Ensuring traction and stability is a key performance criterion for designing equipment used in waste handling applications due in part to the unconventional terrain the machinery often travels over. Because of this, Caterpillar Inc. (company information, 10055175), Peoria, IL, recently introduced a wheel and tip configuration on its new 836K Landfill Compactor (learn more, 11216886).
Consisting of a spike-like tip protruding from a smooth cylinder, the wheel and tip configuration penetrates the terrain—whether it is soil or garbage—to provide traction and stability. Operators are able to keep the machine moving in the direction they steer it and perform their work without any productivity losses due to the machine not maneuvering as directed.
In addition, the wheel and tip configuration provides compacting capabilities. "Soil compacting comes from the tips themselves, whereas waste compaction comes from the wheels sinking into the trash, squeezing the air voids out," says Mark A. Welch, Landfill Application and Product Specialist at Caterpillar Inc. "The tips provide the performance of the machine to move across the trash as efficiently as possible and provide some shredding and pulverizing of materials."
Welch further explains that while the tips need to puncture garbage bags as well as shred and pulverize material in order to efficiently compact the waste, they also need to stay somewhat exposed in order for the machine to perform in an efficient matter. If too much waste material gets packed onto the wheel, eventually causing the tips to be completely covered, then the compactor will slow down due to its inability to get proper traction.
To help minimize productivity issues, Caterpillar designed the layout of the tips on the wheel in a such a manner as to prevent too much material from getting packed on the wheel between the tips and causing traction loss. Tip weight was also a key factor when developing the wheel and tip configuration. "If a tip is too heavy, then the machine is slowed down," says Welch. He explains that if a vehicle is slowed down by 0.2 mph, that can equate to a loss of up to 500 miles per year of compaction productivity on a machine operating 2,500 hours over the course of the year.
Choosing the right tip
Caterpillar developed three different types of wheel and tip configurations to better meet individual application needs. Lighter in weight than the other tip, the Paddle Tip (see image, pg. xx) is specifically designed to provide traction. Its light weight combined with an I-Beam design enables the tip to more aggressively penetrate into trash and fracture material that might stick to the tip, thus allowing the tip to clean itself. The change in contour of the I-Beam shape—larger at the ends and thinner in the middle if looking at the tip from above—works in tandem with the vibrations of the vehicle to cause clay, mud or waste material to fracture and fall off the wheel and tips.

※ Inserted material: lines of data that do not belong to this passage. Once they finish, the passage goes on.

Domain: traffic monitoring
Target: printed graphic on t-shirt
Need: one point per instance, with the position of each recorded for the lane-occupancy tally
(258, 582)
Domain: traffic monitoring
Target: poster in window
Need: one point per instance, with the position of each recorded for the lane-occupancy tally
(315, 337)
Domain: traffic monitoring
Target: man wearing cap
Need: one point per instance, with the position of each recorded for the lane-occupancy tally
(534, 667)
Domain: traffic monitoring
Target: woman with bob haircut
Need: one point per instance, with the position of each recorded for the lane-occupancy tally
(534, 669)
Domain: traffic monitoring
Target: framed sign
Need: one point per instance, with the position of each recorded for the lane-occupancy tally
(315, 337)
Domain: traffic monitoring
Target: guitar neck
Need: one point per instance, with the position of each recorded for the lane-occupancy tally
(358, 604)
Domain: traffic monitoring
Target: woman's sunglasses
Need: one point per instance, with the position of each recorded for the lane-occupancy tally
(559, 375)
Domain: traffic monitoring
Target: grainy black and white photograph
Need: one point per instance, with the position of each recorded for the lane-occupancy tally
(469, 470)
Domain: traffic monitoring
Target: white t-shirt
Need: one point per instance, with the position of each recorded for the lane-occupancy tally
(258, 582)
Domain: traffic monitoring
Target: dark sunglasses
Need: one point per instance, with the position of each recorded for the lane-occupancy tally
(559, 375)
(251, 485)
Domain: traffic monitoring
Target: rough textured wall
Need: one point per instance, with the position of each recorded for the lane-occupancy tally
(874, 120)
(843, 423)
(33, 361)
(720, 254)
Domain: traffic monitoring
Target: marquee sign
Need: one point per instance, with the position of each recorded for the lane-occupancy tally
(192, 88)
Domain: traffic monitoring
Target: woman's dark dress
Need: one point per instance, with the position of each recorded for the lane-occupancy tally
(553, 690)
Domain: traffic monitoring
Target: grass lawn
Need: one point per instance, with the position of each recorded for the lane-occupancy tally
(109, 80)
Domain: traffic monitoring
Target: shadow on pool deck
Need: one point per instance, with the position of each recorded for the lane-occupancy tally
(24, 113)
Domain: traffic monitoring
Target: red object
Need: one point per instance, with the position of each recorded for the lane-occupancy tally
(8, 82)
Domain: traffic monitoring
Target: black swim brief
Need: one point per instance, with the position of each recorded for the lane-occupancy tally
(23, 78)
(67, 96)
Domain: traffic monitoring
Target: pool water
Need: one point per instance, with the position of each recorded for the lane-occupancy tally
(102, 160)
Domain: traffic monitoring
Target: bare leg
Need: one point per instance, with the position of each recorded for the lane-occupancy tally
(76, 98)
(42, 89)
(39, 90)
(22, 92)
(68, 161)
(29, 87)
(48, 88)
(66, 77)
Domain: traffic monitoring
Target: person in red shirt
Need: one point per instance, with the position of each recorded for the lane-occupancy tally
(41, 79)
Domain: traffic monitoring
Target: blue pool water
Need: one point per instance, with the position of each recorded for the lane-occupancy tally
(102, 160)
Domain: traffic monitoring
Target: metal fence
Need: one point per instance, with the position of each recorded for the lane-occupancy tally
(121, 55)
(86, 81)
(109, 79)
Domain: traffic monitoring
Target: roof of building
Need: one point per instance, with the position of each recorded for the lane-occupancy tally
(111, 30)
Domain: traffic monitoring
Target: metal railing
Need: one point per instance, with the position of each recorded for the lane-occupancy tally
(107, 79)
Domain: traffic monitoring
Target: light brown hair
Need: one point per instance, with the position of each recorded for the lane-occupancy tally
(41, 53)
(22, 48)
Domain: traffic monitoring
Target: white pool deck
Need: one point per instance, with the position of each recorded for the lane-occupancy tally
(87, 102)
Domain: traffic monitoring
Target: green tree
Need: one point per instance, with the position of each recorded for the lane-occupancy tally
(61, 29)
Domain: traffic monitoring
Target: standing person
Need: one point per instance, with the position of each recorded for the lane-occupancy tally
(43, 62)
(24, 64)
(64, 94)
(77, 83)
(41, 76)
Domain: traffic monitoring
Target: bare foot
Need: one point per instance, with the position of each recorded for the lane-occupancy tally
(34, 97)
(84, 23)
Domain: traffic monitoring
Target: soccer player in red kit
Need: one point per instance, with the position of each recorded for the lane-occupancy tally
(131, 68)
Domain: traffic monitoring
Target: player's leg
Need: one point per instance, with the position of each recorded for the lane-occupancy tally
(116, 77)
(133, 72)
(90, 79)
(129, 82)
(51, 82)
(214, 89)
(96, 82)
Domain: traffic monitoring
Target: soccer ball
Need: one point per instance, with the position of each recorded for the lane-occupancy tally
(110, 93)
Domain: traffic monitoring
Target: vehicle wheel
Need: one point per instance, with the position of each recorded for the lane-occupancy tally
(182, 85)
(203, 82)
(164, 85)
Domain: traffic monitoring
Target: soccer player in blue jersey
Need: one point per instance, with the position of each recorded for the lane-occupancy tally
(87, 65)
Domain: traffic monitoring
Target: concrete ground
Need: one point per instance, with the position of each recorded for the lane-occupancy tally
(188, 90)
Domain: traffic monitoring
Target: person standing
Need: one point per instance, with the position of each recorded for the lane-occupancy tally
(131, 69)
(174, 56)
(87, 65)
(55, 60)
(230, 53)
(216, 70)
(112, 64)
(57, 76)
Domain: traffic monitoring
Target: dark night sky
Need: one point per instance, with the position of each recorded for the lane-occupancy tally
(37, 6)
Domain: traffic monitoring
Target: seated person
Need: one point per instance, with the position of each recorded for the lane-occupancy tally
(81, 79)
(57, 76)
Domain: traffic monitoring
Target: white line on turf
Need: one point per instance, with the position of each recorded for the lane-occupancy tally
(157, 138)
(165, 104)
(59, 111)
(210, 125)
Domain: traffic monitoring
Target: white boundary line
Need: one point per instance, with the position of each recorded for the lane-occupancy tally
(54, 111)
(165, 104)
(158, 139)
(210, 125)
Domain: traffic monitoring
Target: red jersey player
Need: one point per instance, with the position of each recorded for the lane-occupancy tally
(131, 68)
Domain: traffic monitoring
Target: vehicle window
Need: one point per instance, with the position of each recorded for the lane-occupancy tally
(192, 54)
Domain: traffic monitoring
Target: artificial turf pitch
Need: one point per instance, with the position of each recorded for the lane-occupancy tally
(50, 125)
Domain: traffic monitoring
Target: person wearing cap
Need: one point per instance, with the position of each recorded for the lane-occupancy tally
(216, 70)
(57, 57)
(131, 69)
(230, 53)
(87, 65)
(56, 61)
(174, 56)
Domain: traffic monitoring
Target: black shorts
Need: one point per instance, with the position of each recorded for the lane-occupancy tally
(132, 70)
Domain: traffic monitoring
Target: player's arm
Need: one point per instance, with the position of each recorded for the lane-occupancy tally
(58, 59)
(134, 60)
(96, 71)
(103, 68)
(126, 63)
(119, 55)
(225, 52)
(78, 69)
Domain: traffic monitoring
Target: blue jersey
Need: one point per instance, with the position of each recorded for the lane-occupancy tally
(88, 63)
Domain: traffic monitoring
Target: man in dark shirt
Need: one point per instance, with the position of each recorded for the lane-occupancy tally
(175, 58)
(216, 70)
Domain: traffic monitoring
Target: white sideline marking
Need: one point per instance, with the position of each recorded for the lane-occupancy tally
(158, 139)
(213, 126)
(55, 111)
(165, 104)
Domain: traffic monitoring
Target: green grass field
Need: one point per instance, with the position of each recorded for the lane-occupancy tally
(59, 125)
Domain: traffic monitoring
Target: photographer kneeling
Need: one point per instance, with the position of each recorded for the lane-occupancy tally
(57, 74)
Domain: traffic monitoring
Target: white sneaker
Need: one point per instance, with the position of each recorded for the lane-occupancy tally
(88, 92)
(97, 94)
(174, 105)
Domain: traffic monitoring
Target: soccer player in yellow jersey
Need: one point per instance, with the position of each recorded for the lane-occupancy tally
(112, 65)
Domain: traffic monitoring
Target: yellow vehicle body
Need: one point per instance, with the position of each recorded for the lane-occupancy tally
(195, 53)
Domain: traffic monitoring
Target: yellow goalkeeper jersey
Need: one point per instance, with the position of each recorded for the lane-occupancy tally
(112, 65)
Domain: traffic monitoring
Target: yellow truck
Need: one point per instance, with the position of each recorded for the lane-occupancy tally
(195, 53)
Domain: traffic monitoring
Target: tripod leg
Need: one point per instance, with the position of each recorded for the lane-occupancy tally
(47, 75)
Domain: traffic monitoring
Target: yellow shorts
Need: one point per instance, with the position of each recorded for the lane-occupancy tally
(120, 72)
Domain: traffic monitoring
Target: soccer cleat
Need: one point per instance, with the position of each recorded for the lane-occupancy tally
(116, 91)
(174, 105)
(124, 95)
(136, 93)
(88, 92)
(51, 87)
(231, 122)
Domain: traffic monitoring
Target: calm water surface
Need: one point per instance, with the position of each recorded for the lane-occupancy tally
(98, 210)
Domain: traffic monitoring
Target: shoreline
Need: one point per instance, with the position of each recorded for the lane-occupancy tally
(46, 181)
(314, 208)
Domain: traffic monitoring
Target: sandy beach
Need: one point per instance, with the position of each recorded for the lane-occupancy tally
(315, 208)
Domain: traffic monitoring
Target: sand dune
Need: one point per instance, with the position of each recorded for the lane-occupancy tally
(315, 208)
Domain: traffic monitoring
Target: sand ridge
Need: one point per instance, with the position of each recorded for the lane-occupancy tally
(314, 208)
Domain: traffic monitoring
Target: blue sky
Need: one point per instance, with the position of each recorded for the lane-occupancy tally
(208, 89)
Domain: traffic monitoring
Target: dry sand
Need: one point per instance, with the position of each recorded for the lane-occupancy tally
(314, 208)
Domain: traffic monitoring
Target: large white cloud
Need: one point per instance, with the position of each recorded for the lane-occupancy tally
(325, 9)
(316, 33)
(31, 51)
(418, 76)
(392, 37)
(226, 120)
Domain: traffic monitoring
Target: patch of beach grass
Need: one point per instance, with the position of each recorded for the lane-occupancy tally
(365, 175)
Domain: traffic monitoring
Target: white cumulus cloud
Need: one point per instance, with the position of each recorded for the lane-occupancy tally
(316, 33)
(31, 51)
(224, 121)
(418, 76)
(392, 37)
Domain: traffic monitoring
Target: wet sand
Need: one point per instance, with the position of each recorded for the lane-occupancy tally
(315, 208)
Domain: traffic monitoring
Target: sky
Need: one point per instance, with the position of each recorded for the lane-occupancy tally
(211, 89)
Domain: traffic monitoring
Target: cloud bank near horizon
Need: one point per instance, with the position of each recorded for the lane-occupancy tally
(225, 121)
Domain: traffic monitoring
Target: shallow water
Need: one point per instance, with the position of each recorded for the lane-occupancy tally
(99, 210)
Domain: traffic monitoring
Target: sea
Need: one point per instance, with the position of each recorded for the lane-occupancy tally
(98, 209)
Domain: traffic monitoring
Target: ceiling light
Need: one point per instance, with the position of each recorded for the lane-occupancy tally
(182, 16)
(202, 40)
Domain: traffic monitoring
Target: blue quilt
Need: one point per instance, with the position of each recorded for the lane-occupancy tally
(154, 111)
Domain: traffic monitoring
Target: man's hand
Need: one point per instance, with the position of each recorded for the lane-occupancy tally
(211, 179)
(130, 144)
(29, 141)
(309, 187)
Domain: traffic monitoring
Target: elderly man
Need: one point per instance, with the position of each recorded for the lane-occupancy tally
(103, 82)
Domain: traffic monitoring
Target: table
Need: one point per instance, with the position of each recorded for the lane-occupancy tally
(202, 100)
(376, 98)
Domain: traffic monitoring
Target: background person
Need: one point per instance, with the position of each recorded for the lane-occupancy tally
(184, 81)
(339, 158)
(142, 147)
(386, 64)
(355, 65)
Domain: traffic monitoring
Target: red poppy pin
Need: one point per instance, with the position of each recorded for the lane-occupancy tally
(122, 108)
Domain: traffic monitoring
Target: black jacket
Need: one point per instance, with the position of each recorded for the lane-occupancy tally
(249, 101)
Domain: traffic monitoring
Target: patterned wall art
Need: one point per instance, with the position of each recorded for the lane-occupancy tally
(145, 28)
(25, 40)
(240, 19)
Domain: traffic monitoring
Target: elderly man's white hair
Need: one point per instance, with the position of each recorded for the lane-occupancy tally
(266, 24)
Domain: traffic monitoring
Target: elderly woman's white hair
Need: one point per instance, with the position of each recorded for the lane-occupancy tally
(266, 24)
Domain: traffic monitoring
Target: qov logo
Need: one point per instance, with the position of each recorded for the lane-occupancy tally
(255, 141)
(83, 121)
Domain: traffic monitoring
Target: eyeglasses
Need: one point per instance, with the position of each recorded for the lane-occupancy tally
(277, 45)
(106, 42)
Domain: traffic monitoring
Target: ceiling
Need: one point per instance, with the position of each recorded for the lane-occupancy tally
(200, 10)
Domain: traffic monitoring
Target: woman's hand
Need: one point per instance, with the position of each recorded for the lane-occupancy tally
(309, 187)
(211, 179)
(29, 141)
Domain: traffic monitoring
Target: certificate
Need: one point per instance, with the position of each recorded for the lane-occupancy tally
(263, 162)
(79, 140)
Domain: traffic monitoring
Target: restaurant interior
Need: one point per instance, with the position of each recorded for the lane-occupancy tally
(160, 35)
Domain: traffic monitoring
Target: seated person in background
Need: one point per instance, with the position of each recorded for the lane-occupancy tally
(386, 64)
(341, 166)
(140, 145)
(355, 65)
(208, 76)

Because the Paddle Tip is lighter in weight and has a lower mass, it penetrates waste material more easily and allows quicker movement of the machine, which in turn enables it to accumulate more distance over a given period of time. However, the tips could wear out faster than the other tips due to the additional distance traveled during their 10,000 hour expected life. The Paddle Tip is best suited for handling municipal solid waste (MSW) on a flat slope (5:1 or less) or moving straight up and down a slope.
For traction and side-hill stability when working crossways on a slope, Caterpillar developed the Plus Tip (see image, pg. xx). The tip's larger profile provides stability when working across slopes while its larger mass enables it to pulverize and shred C&D (construction and demolition) waste materials. The larger mass also means the tip will not wear out as quickly as the Paddle Tip. Welch notes that adding weight through the use of the larger mass Plus Tip can cause the compactor to be slowed down and travel less distance in a given amount of time. "Also, adding weight onto a rotating component or machine can increase wear on components such as pumps, motors, engines and the powertrain," he adds.
The third wheel tip option, the Combination Tip (see image, pg. xx), includes both Paddle and Plus Tips. Along the inner and outer edges of the wheel are the Plus Tips for extra stability, while three inner rows of Paddle Tips provide increased performance. "This wheel does not have all the weight of the Plus Tip wheel, but does provide better side-hill stability than the all Paddle Tip wheel," says Welch. "[The wheel] strategically places the larger mass (Plus Tips) in the areas that usually show faster wear and provide for the best stability."
Caterpillar works closely with customers to help them determine which is the right wheel and tip configuration for their application and productivity goals. "We want customers to understand the options and trade-offs associated with them so they can make an informed business [decision] with few surprises," says Welch.